3.3. Inoculation Test

Petioles inoculations were performed in vivo and/or in glass Petrie dishes (Figure 5a–t and Supplementary Material Table S1). The test showed that all the fungi used were able to lead to pathological changes in H. fraxineus apothecia that were not found in apothecia not affected by fungi.
Fungal taxa colonized the ash petioles in a significantly diverse manner. Fungi such as: Cl. rosea, Cl. solani, Cordyceps sp., Corticiales sp., Fusarium sp., Minimidochium sp. and Pestalotiopsis sp. developed rather sparse filamentous or floccose mycelium on the surface of the pseudosclerotium (Figure 5a–t). As soon as such hyphae reached the apothecia, brown spots began to appear on the hymenium (Figure 5a,n). With time, the apothecia turned completely brown and numerous hyphae appeared on some of them, and others, Cl. rosea, Cl. solani and Cordyceps sp., also produced conidiophores and conidia (Figure 5b–d).

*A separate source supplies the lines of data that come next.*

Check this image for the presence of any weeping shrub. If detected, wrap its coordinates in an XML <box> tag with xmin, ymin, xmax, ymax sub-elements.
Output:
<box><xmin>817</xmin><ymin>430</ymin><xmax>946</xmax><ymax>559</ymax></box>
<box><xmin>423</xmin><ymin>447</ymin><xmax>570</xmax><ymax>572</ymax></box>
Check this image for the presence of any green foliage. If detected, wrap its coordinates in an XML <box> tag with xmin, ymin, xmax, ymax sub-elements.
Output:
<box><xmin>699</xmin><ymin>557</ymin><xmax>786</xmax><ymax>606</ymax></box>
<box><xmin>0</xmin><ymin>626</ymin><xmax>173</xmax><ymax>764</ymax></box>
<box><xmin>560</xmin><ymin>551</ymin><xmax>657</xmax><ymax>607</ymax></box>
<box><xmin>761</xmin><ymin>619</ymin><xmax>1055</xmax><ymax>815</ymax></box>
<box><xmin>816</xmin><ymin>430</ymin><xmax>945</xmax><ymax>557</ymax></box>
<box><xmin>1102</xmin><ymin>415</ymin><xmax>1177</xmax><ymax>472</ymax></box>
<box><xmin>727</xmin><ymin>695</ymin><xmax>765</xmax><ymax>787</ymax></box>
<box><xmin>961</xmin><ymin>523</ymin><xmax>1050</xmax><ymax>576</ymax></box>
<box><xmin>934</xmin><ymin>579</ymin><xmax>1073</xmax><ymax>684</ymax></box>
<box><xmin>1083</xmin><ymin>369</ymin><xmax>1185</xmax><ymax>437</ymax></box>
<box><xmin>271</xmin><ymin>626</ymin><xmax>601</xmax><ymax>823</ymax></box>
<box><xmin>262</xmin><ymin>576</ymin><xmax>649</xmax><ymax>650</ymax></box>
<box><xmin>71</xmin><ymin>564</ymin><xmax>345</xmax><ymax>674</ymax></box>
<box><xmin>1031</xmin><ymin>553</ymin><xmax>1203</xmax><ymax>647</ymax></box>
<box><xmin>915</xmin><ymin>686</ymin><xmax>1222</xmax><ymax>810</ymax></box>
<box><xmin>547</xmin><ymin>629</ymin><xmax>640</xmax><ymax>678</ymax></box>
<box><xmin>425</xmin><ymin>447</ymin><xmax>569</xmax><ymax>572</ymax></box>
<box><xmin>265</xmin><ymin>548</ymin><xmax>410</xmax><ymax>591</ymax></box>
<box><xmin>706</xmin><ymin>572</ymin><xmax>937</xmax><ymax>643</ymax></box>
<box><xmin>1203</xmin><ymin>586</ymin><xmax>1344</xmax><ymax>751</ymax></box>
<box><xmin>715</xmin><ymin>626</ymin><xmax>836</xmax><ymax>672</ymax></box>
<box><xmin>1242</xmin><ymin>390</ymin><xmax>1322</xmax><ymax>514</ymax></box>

Some fungi (Cordyceps sp., Fusarium sp.) developed filamentous hyphae, especially between apothecia, showing some form of chemotropism (Figure 5e,m). Four fungal taxa: Cy. olla, Efibula sp., Gymnopus sp. and Polyporales sp., developed abundant mycelium on both petioles and apothecia (Figure 5g–j,o), which led to the rapid death of the apothecia (Figure 5h–j,o).

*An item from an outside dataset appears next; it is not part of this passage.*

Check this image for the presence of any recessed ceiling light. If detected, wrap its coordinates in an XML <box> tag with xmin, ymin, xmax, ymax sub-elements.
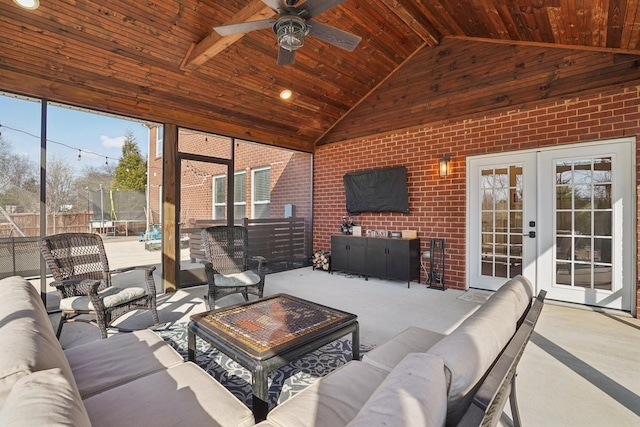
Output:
<box><xmin>280</xmin><ymin>89</ymin><xmax>293</xmax><ymax>99</ymax></box>
<box><xmin>13</xmin><ymin>0</ymin><xmax>40</xmax><ymax>10</ymax></box>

Efibula sp. quickly spread to subsequent petioles due to the production of string-like mycelium (Figure 5i). Trichoderma species spread relatively quickly within individual petioles, producing mainly cobweb or threadlike mycelium (Figure 5p–t and Supplementary Material Table S1). Only T. polysporum produced cushion-like mycelium on petioles and in the vicinity of apothecia (Figure 5s). T. harzianum and Trichoderma sp. 1 formed abundant clusters of mycelium on colonized apothecia (Figure 5r,t). Atypical development of new H. fraxineus apothecia on petioles inoculated with T. atroviride (377E, 664K) and Cl. solani was observed. Only stipes mostly developed excessively, reaching dimensions of 3–6 × 1.2–1.8 mm. If an apothecial disc developed, it only reached about 2.5 mm in diameter (Figure 3q).

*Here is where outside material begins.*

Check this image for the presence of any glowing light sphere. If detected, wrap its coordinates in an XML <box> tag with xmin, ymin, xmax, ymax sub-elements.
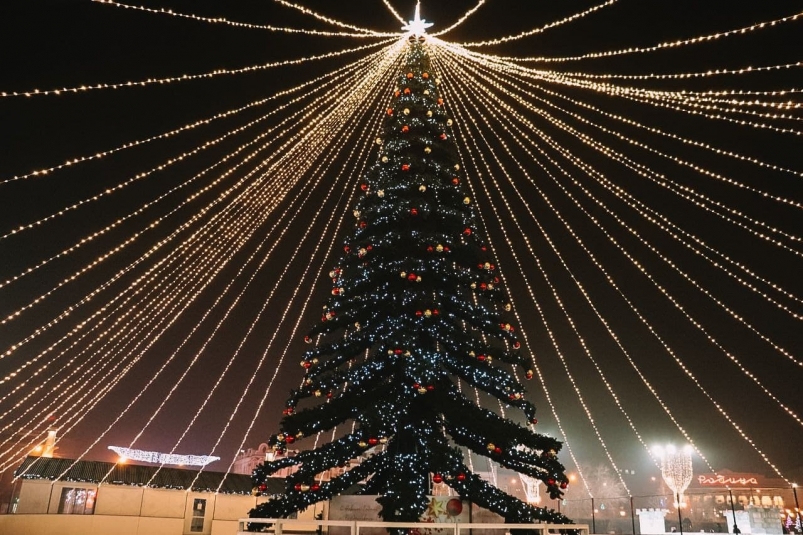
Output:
<box><xmin>402</xmin><ymin>2</ymin><xmax>433</xmax><ymax>35</ymax></box>
<box><xmin>653</xmin><ymin>444</ymin><xmax>694</xmax><ymax>507</ymax></box>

The rate of colonization of petioles by inoculated fungi influenced the number of apothecia of H. fraxineus showing pathological changes. Slowly spreading fungi were only able to colonize a few apothecia (<10%) (Supplementary Material Table S1).

4. Discussion

In the life cycle of H. fraxineus, an important role is played by the saprotrophic stage, which begins after the leaves fall to the bottom of the stand. On leaf residues, especially petioles and thicker veins, the pathogen produces black pseudosclerotial plates. Only on these pseudosclerotia does H. fraxineus produce huge amounts of apothecia with ascospores capable of infecting live ash [1,60,61,62]. Current research has shown that both of these H. fraxineus structures can be colonized by different fungi. Such apothecia were characterized, among other things, by the fact that they turned brown prematurely and declined. Assessment of the condition of apothecia must be very careful, as typical white apothecia of H. fraxineus, without the participation of other fungi, turn ochraceous to dark brown with age [63]. The research revealed 18 fungal taxa that are able to colonize pseudosclerotia and apothecia of H. fraxineus. Only a few of these taxa have so far been found on ash petioles studied in Poland. There were only two species, Clonostachys rosea and Nemania diffusa, living, symptomless petioles in tree crown and in dead petioles lying at the bottom of the stands [26,31]. This indicates that the pseudosclerotia or apothecia of H. fraxineus were colonized predominantly by other fungal species than those colonizing symptomless or dead petioles. Clear differences between these fungi could be found on the basis of the interactions in dual cultures in vitro. Currently, in 93.5% of cases, an overgrowth of H. fraxineus colonies by the test fungi was found. In the case of endophytes and saprotrophs from ash petioles, the share of this type of interaction was below 10%, and the most common type of interaction with H. fraxineus was the creation of an inhibition zone [26,31]. It can be assumed that the dual-culture assay showed different strategies used by various fungal species to colonize various substrates and to obtain the nutrients that are essential for their survival [64].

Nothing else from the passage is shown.